This was the post I read for the 2016 Listen to Your Mother: Raleigh-Durham show last week. Can’t believe the show is over already!
Last week on the way home from school, my son, my sweet 6-year-old, my baby told me he had a girlfriend. This girlfriend is an older woman, having turned 8.
He broke this news to me by telling me that he and this girl, Rose, were going to get married (what????), they would work as a veterinarian (her) and a doctor (him), and that Rose was afraid of having babies cut out of her. He then asked me if he had been cut out of me.
I had no labor and delivery with him myself, vaginal or otherwise. My son was the result of gestational surrogacy. I was able to sit back and observe calmly while our surrogate delivered him. If you believe that sentence, well, I have a few other things I can sell you.
It was time. It was time to have the talk with him about how he came to be. We hadn’t intended on keeping it a secret – absolutely not at all – but sometimes there isn’t a simple opening or Hallmark card for this type of conversation. We had blown it up in our minds to take on epic qualities; how would he react?
Later that evening, we brought up the topic again. I gently told him – trying to use simple language – that he had not been in my belly because it didn’t work and that another, wonderful woman had carried him for us. We waited for his reaction.

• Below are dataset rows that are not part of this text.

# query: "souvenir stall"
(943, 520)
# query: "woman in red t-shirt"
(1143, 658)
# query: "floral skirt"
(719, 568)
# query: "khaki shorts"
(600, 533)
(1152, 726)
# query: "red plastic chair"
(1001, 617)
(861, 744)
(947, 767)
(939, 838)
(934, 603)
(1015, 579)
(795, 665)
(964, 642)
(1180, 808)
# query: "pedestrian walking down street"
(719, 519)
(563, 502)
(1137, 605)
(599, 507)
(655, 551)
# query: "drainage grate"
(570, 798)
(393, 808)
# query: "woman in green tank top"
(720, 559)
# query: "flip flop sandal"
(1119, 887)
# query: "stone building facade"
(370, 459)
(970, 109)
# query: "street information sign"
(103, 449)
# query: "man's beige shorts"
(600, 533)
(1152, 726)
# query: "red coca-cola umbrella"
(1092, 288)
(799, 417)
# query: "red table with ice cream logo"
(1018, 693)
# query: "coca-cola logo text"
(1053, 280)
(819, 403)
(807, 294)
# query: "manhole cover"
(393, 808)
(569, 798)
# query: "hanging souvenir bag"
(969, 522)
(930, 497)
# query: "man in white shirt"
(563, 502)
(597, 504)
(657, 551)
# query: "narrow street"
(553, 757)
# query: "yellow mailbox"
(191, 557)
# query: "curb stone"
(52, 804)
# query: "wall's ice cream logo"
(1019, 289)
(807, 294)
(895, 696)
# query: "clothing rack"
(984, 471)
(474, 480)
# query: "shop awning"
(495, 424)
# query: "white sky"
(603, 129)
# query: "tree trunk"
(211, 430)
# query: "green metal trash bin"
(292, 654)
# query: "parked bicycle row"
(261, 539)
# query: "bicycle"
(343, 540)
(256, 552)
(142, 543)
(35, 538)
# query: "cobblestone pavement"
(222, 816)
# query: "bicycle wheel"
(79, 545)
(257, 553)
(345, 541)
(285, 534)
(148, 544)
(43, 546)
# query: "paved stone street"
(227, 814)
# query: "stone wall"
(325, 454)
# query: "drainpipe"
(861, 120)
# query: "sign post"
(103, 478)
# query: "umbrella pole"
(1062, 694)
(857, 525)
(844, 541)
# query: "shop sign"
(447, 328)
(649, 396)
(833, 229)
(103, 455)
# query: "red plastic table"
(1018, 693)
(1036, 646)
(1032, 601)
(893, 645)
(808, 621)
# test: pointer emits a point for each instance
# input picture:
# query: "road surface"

“Oh, OK, “ he replied. “Can I have ice cream now?”
I asked him how he felt about this information. He placed his still baby-soft hand on my stomach. “Mommy, are you still broken?”
Broken. Yes, I am still broken. My reproductive organs don’t work and never will. My son is our miracle child, made possible by the kindness of a stranger who carried him.
I never wanted only one child. I grew up as an only child. I didn’t have a miserable childhood, but I felt lonely, and I was envious of my friends with siblings. Maybe I would have been more socially competent with a sibling. Maybe I wouldn’t feel so alone in the world. Maybe I would be a different person. The possibilities of what might have been are endless.
While I have one child, I also have five frozen siblings for him. Siblings isn’t quite the correct word. We have five frozen embryos, five bits of potential. In the infertility community, we call them frosties, or my personal favorite, “totsicles.” It is amazing to have any embryos to freeze, and I have five after a horrible IVF cycle in which it seemed I’d be fortunate to create any embryos. These are embryos created from barely 31-year-old me and gave us our son. Our only son.
I’m very close to 39 now.
We receive the bill for cryopreservation of our embryos annually. We don’t talk about it but pay it automatically every year. Our other options are to destroy them, to donate or adopt them out to other families or to allow them to be used for research. We can’t do any of that. Yet.
We always wanted more than one child, but circumstances made that difficult. Having a second child would require a major financial outlay as well as significant changes in our lives. Are we too old for that? Are we too old for bottles and nightly feedings? For daycare costs? For potty training? For all the energy and money infancy and toddlerhood require? And what about my career and increasing responsibility? What about the child we already have and his needs, his future?
I’d like to say we could swing it, but I FEEL tired. I AM tired. We are in a groove, and our sweet boy is more independent every day.
We know the answer, but we keep kicking the can further down the road.
When I let myself think about it, I get angry. I feel like I was robbed of choices when it came to family building and the choices we did have were difficult and came with heavy implications. There is a part of me that still simmers with resentment and anger: WHY US? WHY did this have to be our reality?
Very few of us realize the lives we hoped to have. Regardless of what our dreams were, reality slaps us in the face. We are obligated nothing, and our notion of control is an illusion. I need to bottle my resentment and anger, my caustic bitterness, and put it away. Yes, we were dealt a shitty hand reproductively, but what can you do? We did what we could. We rolled the dice and won once. Nothing guarantees we would win again.
I have one son, and he is wonderful. He is sweet, bright, energetic, and sentimental. He is exhausting, argumentative, and stubborn. He is everything I wished and hoped for and so much more.
Instead of lingering on what I can’t change, I need to focus on what I do have. My son tells me he and his future wife plan to name my future grandchild “Sprinkle”. I smile. It’s nice to have plans, but I have learned it is wise to plan in pencil.